Esse ponto é o último no diário de Ellie. Ela se sentiu tonta então e desmaiou, acordando apenas quando o despertador do quarto badalou o horário da festa de Halloween. Se quiser conhecer o trecho perdido da história, leia Haunted.

- Não importa o que acontecer, não ataque o bebê. Haverá consequências. – A frase fez com que Ellie voltasse a prestar atenção em mim. Ela apenas soltou um rosnado, então eu sorri – Você deve estar com sede. Vem, vamos ao vilarejo. É noite de festa.
Havia muitas coisas que eu não podia prever quando quis transformar Ellie. O demônio em Alec era a primeira. Os padrinhos imortais sabe-se-lá-de-espécie de Ellie a segunda. O nascimento de um bebê meio demônio, a terceira.
A criaturinha ressonava apertada contra mim então, com o coração aos pulos, mais rápido do que de qualquer humano. Ele tinha os olhos de Ellie, talvez um pouco mais escuros, e todo o resto de Alec. Mas ele não é filho de meu primo. Ele era o ser mais poderoso deste mundo.
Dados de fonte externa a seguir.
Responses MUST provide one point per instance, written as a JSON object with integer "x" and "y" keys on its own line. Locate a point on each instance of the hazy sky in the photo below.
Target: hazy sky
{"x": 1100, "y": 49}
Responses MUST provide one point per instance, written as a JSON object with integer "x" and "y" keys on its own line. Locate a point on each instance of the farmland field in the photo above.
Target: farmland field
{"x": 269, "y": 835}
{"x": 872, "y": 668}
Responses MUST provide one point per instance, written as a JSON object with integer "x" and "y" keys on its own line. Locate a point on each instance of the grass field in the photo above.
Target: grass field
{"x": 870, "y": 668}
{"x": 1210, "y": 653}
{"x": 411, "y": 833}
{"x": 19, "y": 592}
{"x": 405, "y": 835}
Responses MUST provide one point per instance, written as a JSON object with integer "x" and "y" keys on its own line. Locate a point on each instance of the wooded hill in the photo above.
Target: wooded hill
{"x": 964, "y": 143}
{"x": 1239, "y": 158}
Antes de me transformar minha mãe me fez ler diários, cartas e até ficção para que eu fosse muito poderosa do outro lado. Mas eu nunca seria tão poderosa quanto eles. Até que Ellie veio e mudou tudo.
- Precisamos de um nome. – Eu disse animada depois de um tempo.
Ellie parecia entediada, os olhos frios.
- Você escolhe.
- Tem que ser grande, importante, poderoso...
- Eu estou com sede, Kat. – Ela me interrompeu.
Nesse ponto, estávamos próximos da aldeia, onde uma festa acontecia.
- Vê isso? – Eu apontei na direção das pessoas – Todos da festa? São todos seus.
- Todos? – Ela arregalou os olhos, hesitando por trás da sede. Presa as lembranças de humanidade.
- Sim.
- Mas são muitos, Kat!
- E...? – Revirei os olhos - Eu sempre sou julgada por criar banhos de sangue. Um humano a mais, cento e sessenta e quatro a menos, que diferença faz?
Ellie ainda hesitava quando paramos no meio da festa.
- Ellie. Piedade é um sentimento.
Os olhos dela brilharam e ela finalmente entendeu o que eu quis dizer. No fim da noite, eu tinha Ellie, um bebê demônio, e uma cidade fantasma.
- Pierre. – Ellie disse, deitada no chão, vendo o sol nascer.
- Pierre?
- Um nome forte, importante, poderoso. O nome do primeiro homem que matei.
O bebê aceitou o nome com um gorgolejar suave.